Giorgio Cesana, marketing and communications director for ST’s R&D department explained further, “With traditional bulk technology, you have to define precise specifications and the boundaries for the implementation up front. During the implementation and optimization of the cores, of course you have to account for the different margins that you need to be functional and with good reliability in all the conditions at the boundaries. With FD-SOI, we have this unique capability of playing with what we call body bias, which is the ability to modify the threshold voltage of the transistor dynamically. With that, and thanks to some sensors—we can have temperature sensors, we can have voltage sensors, or process sensors—we can modify dynamically the threshold voltage of the transistor and play with these tradeoffs to find the optimal point between static and dynamic power consumption so to be always in the optimal operating point for the core.”

And then there are those that don’t see a need to do much performance and power tradeoffs at all. Bernard Murphy, CTO at Atrenta asserted, “There really isn’t that much tradeoff required usually. If you look at the mobile market—smartphones and things of that ilk—there is plenty of performance. Power and functionality are really the big concerns. Also, you have a very heterogeneous kind of compute environment in one of those devices. You have the compute [tasks] distributed between lots of different CPUs and accelerators, so the classical CPU power versus performance tradeoff really gets washed out.
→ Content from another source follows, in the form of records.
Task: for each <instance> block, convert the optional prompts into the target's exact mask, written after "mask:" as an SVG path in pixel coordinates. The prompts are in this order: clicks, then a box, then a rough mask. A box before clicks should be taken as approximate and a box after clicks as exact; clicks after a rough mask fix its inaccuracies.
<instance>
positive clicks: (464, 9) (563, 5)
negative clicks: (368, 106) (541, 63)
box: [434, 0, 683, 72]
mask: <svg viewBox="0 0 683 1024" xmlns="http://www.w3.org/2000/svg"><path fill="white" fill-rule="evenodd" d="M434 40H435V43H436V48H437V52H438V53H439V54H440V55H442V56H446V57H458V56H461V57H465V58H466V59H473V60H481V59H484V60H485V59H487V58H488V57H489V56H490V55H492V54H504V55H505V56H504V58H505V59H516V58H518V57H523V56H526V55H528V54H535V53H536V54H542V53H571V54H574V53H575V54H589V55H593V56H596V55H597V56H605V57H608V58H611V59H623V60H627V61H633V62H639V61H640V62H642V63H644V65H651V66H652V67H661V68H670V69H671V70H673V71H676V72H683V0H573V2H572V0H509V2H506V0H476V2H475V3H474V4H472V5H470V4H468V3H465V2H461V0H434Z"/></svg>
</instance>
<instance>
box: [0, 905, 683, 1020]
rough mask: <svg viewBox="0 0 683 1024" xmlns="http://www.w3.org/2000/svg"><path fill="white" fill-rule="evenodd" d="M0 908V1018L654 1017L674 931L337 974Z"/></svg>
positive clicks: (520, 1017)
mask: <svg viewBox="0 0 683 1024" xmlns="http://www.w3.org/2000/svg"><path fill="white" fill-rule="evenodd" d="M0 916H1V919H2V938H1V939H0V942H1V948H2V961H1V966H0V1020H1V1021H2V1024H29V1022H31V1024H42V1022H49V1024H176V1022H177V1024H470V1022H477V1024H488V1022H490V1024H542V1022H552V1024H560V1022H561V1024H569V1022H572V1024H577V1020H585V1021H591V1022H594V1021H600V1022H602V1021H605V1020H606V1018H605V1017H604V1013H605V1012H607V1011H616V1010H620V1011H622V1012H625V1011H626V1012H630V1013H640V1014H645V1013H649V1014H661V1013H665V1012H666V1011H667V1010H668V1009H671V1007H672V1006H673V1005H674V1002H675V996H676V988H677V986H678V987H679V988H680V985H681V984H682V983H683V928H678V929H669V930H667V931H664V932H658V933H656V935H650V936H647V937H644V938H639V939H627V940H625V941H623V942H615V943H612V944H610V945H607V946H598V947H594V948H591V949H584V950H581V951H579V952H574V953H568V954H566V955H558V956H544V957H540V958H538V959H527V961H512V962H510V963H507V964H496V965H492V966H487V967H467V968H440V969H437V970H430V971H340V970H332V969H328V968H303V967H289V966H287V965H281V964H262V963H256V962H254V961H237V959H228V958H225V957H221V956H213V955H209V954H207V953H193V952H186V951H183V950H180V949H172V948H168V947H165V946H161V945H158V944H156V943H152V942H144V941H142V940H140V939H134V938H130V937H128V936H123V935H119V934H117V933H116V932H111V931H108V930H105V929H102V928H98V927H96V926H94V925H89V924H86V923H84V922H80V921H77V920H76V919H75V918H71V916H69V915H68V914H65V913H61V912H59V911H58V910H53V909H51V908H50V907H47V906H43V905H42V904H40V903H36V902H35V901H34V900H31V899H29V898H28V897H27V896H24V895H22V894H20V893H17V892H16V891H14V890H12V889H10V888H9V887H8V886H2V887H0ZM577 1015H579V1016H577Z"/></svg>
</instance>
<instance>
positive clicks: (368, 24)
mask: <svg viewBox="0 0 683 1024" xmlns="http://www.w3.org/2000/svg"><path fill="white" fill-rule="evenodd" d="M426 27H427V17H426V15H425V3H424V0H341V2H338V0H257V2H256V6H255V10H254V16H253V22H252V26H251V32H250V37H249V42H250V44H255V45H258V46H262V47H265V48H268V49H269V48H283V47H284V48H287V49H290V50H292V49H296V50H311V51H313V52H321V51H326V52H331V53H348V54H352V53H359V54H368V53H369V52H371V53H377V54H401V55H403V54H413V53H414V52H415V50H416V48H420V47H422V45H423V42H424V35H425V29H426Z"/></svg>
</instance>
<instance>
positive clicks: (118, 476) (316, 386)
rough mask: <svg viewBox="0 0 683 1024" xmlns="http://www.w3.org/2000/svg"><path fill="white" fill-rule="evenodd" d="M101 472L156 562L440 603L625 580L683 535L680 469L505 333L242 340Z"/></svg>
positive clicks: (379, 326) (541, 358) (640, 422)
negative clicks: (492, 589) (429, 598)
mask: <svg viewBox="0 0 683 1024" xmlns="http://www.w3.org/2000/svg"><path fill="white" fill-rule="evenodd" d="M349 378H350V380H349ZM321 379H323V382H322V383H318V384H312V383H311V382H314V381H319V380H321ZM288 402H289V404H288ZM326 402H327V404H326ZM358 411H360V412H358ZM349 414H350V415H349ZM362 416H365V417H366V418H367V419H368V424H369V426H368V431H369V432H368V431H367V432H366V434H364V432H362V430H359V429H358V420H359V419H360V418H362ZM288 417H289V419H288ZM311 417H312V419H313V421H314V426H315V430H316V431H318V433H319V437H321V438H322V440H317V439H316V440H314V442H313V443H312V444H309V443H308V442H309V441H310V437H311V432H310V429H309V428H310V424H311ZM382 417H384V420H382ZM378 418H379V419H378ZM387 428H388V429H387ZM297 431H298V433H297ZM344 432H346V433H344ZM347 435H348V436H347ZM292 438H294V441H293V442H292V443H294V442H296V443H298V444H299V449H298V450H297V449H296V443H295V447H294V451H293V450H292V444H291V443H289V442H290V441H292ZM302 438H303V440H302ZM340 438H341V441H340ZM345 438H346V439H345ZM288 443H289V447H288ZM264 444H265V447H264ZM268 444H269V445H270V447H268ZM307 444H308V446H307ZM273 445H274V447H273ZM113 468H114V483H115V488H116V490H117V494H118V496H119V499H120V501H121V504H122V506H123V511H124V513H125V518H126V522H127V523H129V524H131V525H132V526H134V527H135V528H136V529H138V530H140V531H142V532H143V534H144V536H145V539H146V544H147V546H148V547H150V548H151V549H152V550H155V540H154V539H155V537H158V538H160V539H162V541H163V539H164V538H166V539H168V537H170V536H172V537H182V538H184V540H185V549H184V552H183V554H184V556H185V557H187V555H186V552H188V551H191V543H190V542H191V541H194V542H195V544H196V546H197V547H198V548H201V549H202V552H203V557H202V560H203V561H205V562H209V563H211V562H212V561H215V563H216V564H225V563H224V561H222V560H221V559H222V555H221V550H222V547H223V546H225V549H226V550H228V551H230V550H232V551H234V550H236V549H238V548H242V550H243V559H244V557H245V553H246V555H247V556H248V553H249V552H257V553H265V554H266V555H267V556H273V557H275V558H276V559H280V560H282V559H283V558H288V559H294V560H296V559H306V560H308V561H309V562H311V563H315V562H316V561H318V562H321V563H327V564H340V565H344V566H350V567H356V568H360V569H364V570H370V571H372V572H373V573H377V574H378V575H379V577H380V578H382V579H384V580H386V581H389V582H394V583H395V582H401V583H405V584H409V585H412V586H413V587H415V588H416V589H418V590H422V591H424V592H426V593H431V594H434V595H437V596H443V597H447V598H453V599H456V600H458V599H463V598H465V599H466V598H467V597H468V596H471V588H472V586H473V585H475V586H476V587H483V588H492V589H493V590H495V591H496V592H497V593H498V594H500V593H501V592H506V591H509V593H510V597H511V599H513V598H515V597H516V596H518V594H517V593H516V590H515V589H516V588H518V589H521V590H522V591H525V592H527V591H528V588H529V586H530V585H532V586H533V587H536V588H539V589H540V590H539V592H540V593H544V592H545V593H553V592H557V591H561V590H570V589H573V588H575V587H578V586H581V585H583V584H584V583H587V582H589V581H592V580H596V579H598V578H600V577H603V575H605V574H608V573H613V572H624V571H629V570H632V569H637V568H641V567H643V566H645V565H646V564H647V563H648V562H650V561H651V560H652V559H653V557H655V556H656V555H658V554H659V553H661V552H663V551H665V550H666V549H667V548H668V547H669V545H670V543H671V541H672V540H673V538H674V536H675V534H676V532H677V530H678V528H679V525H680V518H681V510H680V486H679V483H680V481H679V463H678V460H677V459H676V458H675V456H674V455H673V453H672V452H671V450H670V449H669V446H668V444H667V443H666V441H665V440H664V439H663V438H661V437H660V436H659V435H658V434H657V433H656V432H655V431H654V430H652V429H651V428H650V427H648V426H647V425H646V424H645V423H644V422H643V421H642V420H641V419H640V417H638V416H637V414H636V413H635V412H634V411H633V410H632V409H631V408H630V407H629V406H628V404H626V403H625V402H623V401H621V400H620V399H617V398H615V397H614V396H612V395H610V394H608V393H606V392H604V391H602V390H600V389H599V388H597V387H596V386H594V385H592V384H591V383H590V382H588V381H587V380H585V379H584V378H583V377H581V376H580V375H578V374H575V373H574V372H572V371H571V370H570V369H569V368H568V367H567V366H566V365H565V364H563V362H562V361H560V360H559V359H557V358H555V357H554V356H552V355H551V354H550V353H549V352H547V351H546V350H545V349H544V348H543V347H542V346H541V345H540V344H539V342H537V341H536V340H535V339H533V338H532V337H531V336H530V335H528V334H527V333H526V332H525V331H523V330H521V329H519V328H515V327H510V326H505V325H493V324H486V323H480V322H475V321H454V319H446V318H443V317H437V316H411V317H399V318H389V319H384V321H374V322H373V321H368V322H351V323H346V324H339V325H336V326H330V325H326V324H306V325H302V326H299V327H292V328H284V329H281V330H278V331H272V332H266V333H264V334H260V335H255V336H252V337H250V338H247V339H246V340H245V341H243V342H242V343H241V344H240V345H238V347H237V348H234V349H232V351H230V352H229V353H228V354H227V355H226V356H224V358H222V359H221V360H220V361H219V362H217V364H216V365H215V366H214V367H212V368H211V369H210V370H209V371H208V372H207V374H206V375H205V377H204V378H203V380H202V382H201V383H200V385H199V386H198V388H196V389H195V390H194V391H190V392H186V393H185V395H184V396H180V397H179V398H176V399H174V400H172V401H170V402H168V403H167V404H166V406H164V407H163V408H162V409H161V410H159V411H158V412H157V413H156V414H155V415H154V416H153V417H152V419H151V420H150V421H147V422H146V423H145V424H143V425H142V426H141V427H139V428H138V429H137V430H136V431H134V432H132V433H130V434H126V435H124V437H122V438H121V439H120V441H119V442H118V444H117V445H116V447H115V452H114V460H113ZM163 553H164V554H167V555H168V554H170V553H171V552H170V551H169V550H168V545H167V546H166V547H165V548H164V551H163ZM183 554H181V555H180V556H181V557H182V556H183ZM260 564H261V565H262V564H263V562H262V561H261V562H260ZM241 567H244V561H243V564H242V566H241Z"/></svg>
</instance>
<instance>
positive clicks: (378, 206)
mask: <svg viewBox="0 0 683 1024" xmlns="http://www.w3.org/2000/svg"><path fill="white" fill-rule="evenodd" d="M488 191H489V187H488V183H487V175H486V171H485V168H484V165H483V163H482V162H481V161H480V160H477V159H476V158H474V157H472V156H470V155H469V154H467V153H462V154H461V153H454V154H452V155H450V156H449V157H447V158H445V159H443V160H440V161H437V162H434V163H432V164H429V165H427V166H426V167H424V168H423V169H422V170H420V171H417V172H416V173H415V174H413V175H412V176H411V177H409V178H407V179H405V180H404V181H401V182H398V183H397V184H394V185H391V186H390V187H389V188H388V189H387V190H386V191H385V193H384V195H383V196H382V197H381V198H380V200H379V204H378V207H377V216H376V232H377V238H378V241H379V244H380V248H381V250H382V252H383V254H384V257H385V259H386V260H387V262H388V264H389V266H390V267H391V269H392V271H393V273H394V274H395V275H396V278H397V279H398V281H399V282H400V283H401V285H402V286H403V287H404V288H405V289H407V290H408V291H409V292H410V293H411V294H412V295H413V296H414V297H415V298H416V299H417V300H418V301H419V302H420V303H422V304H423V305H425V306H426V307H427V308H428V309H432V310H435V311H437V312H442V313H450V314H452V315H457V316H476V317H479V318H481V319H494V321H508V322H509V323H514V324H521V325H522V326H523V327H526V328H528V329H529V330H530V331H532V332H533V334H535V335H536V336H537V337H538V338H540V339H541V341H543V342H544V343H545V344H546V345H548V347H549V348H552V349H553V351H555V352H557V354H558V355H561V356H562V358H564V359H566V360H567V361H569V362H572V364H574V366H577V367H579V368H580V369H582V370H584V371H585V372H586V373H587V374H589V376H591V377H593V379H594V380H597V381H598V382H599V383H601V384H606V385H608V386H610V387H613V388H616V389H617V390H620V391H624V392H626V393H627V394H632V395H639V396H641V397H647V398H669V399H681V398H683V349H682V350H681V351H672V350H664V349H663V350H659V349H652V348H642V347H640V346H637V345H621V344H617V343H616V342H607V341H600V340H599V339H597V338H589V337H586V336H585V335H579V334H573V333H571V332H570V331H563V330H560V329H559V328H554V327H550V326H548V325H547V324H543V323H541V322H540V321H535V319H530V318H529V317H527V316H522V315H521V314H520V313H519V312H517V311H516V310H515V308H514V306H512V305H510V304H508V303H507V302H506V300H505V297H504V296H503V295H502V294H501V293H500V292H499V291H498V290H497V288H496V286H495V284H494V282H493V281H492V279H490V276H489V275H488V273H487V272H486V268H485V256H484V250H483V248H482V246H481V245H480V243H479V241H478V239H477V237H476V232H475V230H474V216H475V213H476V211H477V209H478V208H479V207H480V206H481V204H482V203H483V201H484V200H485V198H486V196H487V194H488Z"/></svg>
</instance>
And again, you’re not, at least today, doing intensive gaming on a smartphone. You’re much more running things that aren’t very performance-intensive so most of the focus is on power savings.”

The one caveat he gives to his viewpoint is that when looking at high-performance SoC designs, where power estimation is needed at the architectural level, it’s a challenging thing to do until after implementation. “Traditional power estimation looks at a physical-free view of a design and we are finding that that’s no longer a valid thing to do. Surprise, surprise—you have to look at the impact of placement and estimated interconnect even at the architectural level to get reasonable estimates of power. So that’s kind of a generic problem independent of the domain you’re designing for.”

At the end of the day, no matter the perspective, there is still a lot of innovation and work happening on both the design and process sides to address the challenges of leakage on lower geometries, balanced by the specific performance needs for specific applications.